Easter surely isn’t the most obvious choice of holidays to build a horror movie around.
However, thanks to films including the Russ Meyer-indebted slasher Easter Bunny, Kill! Kill! and writer/director Nicholas McCarthy’s delightfully effed-up segment in the 2016 anthology Holidays, it hasn’t exactly been underrepresented in the genre, either (heck, you can even throw Mel Gibson’s Passion of the Christ, with its Herschell Gordon Lewis-level gruesomeness, onto that list if you want).

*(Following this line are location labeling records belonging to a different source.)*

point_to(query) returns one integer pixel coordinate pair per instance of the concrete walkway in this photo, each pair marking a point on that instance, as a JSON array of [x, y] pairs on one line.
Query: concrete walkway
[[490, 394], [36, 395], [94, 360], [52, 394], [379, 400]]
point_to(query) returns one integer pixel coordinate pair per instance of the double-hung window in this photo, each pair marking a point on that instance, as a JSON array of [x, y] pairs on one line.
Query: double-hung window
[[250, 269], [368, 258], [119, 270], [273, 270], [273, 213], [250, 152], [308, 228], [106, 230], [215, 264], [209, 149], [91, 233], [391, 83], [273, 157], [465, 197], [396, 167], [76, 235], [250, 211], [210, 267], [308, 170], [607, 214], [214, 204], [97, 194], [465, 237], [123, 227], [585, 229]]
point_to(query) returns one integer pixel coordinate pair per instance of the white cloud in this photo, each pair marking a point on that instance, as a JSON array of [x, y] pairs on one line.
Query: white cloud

Thus, it’s hard to describe the (wonderfully named) comedy-horror feature Rottentail as particularly original, though its Easter-Bunny-gone-bad premise is a fun one, nonetheless. If had it been adhered to with a bit more commitment, in fact, the movie might have become an annual favorite – something, perhaps, for Resurrection Sunday stoners to enjoy while the family’s off at church. Unfortunately, the film just doesn’t seem to fully trust the notion that a rampaging, revenge-driven man-bunny hybrid is enough to hang a movie on. It ends up being as overstuffed yet ultimately disappointing as a particularly lackluster Easter basket – not enough delicious Cadbury Creme Eggs to go around, and far too much of that crappy plastic grass that you’ll be vacuuming up long after Mother’s Day.
“…Peter is bitten by one of his crazed colleagues’ experimental mutated bunnies…”
Adapted from a graphic novel by David C. Hayes and Kevin Moyers, Rottentail begins as the story of a socially awkward scientist named Peter Cotten (Corin Nemec), who works for a heartless mega-corp using laboratory rabbits to perfect a super-powerful fertility serum (rabbits, of course, being very well-known for their reproductive capabilities). Unfortunately, Peter is bitten by one of his crazed colleagues’ experimental mutated bunnies – it looks like a distant cousin of the Sumatran Rat Monkey from Peter Jackson’s Dead-Alive – and he quickly begins transforming into something out of a demented David Cronenberg version of Watership Down. Still lusting after his high-school crush (Dominique Swain) and thirsting for vengeance on the now-grown-up bully who murdered his beloved pet rabbit, Peter re-christens himself “Rottentail” and returns to his hometown of Easter Falls to raise hell.
That is, again, a silly but suitable setup for an enjoyably trashy piece of cinematic junk food, but Rottentail tosses so many needless extra villains, uninteresting side-plots, and other assorted nonsense into the mix, viewers don’t get nearly enough of what they showed up for. By the film’s manic final act – which includes an ersatz Sergio Leone showdown, superhero battles, a ton of stock footage, and even a trip to hell – it’s pretty hard to make heads or (cotton)tails out of what’s going on, and even harder to care about any of it.
“…fun to see former TV teen heartthrob Nemec…ham it up as an over-the-top horror-heavy.”
On the positive side, the filmmakers do make a solid attempt to honor the story’s comic-book origins stylistically; nearly every scene is awash is campy colored lighting and off-kilter angles, which keeps things energetic visually and does a good job of hiding budgetary constraints, to boot. Director Brian Skiba shows some flair for creatively gross, Troma-like excess on occasion, as well, such as a scene in which a mutating Peter unloads a gushing torrent of rabbit pellets while en route to the bathroom and – this is a new one – a character gets flung around the room by his raging, scientifically enhanced boner. The film even boasts one rather clever villain in Pastor Jake (William McNamara), the aforementioned bunny-murdering bully who’s gone on to become a wildly corrupt megachurch preacher – he’s good for a few laughs, and the character is a thematically appropriate choice, too.
As for Rottentail himself, well, he sort of has his moments. It’s fun to see former TV teen heartthrob Nemec – who played the title character in the short-lived but fondly remembered early 90s Fox comedy Parker Lewis Can’t Lose – ham it up as an over-the-top horror-heavy. But there’s just not much consistency to the character, and as the movie goes farther and farther astray from his classic monster-movie origins, it seems not quite to know what to do with him. By the end, he’s mostly just mugging incoherently to the camera, tossing off halfhearted one-liners that make even the lamest of late-period Freddy Krueger quips sound like Oscar Wilde.
So, yes, Rottentail is a disappointment, overall, and even forgiving viewers are likely to hop off the bunny trail long before the closing credits roll. Those seeking some diverting Easter entertainment would be better served by putting marshmallow Peeps in the microwave (though, admittedly, not many movies can compare to the fun of that).